I think if author don't explain V_\eta(t) in the main paper in detail, (5) better not use it (like using V_\eta(t)) (L166)
Seems all the "[0, \infty]" are "[0, \infty["
I think it's better to include the metrics (like the definition of 'E' in Figure3/5, i.e., (18))
I think it's necessary to define 'attractive' or 'attractivity' in Theorem 3.2 in the main paper.

作者回复

2025-03-30

We thank the reviewer for the time devoted to reading our paper and providing feedback.

We were not aware of the referenced papers. All but the second paper discuss training dynamics whereas we study already trained transformers. Hence, they do not seem relevant. The second paper shows that the evolution of tokens along a transformer can be interpreted as an instantiation of gradient descent. We cannot see any direct connection to our work but we will be studying this paper out of intellectual curiosity.

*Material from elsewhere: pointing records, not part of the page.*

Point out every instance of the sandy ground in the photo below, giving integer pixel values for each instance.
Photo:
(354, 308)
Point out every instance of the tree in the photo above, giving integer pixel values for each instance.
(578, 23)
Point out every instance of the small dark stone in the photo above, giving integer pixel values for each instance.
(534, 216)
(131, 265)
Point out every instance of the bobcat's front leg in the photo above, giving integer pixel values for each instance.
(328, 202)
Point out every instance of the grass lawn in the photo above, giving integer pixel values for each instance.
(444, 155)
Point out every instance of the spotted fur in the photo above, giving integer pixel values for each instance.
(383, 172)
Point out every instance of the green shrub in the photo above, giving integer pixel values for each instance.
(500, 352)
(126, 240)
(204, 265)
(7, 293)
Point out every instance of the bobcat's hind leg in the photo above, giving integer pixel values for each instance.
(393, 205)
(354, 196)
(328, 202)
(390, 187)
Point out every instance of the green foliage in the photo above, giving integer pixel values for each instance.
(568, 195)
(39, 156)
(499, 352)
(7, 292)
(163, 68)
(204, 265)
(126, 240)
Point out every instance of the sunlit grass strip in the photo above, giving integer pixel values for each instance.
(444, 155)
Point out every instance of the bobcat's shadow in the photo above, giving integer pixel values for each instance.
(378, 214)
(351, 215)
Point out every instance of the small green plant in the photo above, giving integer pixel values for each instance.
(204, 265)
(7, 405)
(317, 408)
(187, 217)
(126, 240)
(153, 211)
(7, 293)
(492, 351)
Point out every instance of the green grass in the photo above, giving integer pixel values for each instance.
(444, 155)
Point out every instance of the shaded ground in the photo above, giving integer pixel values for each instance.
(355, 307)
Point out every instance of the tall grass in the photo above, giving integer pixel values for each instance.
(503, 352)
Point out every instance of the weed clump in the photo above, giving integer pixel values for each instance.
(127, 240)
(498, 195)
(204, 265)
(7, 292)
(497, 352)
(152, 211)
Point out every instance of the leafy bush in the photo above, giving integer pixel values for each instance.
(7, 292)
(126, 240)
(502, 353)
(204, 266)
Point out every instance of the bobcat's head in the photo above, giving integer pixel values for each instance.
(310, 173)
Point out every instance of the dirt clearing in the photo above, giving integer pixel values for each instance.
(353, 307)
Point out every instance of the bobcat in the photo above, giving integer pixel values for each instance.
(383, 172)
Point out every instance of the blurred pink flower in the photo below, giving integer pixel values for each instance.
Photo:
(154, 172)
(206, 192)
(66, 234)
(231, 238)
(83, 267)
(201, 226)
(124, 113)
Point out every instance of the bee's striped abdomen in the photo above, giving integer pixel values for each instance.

The reviewer states that the contribution is "somewhat too incremental" and supports this opinion with "similar claims have been shown in previous paper" and "still requires some strong condition (...) like U still need to be identity". The latter statement is factually incorrect. Section 4.2 discusses the case where the matrix U is not the identity. The reviewer can find in Assumption 4.4 that we only require U to be symmetric and time-invariant. See also our reply to reviewer aNPn where we explain that the time-invariance assumption can be relaxed.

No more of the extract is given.